Further, according to the present invention, the first
and a second member perpendicular to the normal line from the focal point, configured in an L shape with the arbitrary point P as the intersection point, and a focal point on the - side of the quadratic curve (infinity ) and a first point connected to the rectangular member that makes the distance between an arbitrary point R on a line passing through the arbitrary point P and the arbitrary point P equal to the distance between the arbitrary point P and the other focal point. and a second link piece, and a groove plate having a groove in which the first member of the rectangular member slides on a straight line passing through the focal point and a straight line orthogonal thereto, and at the arbitrary point. Since it is equipped with a quadratic curve generating means, there are far fewer components than in the past, making it easy to manufacture, making it possible to form, polish, and cut the surfaces of various lenses in large-scale optical systems. Therefore, when applied to teaching materials, it can be supplied at low cost.
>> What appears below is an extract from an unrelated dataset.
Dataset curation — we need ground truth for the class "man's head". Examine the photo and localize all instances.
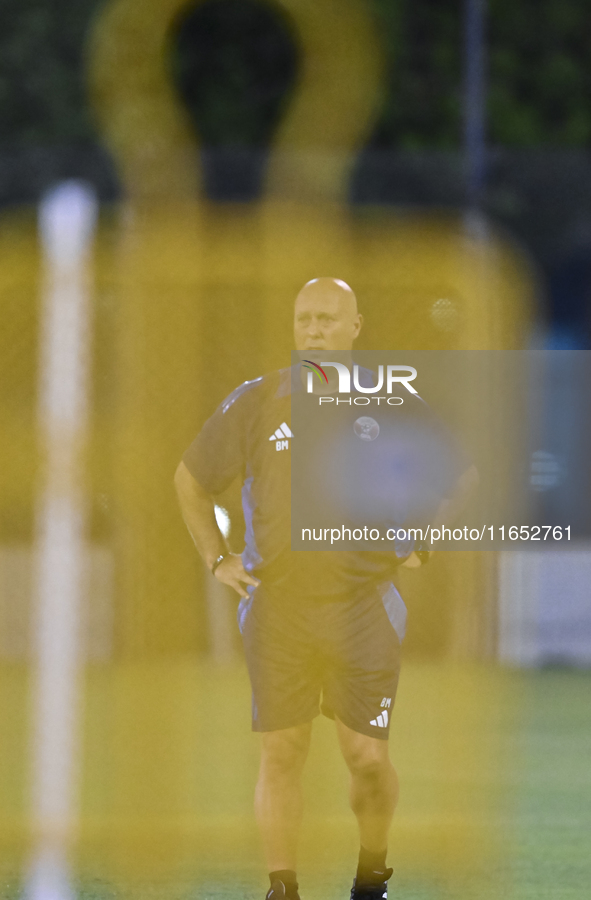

[Brief explanation of the drawing]

FIG. 1 is an explanatory diagram showing the creation of a parabola as an example of the creating tool of the present invention, FIG. 2 is a diagram showing an example of a groove plate, and FIG. 3 is an explanatory diagram of creating a shield circle using the creating tool of the present invention. FIG. 4 is an explanatory diagram of creating a hyperbola using the creating tool of the present invention. 10...L-shaped member, 11...@1 member, 12...
Second member, 13... Support shaft, 14... First link piece, 15... Second link piece, 30... Groove plate, 31...
...Vertical groove, 32...Horizontal groove. Applicant's agent Patent attorney Takashi Akiyama Figure 1 Figure 3 Prisoner Figure 4

Claims (1)

[Claims] 1. Provide a first line segment extending from an arbitrary point P on the quadratic curve to a point where the normal line at the arbitrary point P intersects with the optical axis, and the second perpendicular line segment and the arbitrary point P
The distance between any point R on the line passing through one focus (including infinity) of the quadratic curve and the arbitrary point P and the arbitrary point P is set to an arbitrary point. The first line segment is controlled so as to match the distance between the point P and the other focal point, and the first line segment is moved on a straight line passing through the focal point and a straight line perpendicular thereto, and at the arbitrary point P. A method for creating a quadratic curve, characterized in that a quadratic curve is created. 2. A first member extending from an arbitrary point P on the quadratic curve to a point where the normal line at the arbitrary point P intersects with the optical axis, and a second member perpendicular to the normal line from the focal point. An L-shaped member configured in an L-shape with the arbitrary point P as the intersection, an arbitrary point R on a line passing through one focus (including infinity) of the quadratic curve and the arbitrary point P, and the arbitrary point P. First and second link pieces connected to the L-shaped member that make the distance from point P match the distance between any point P and the other focal point, and on a straight line passing through the focal point and a straight line orthogonal thereto. above L
A quadratic curve generating tool comprising: a groove plate having a groove in which a first member of the rectangular member slides; and a quadratic curve generating means is provided at the arbitrary point.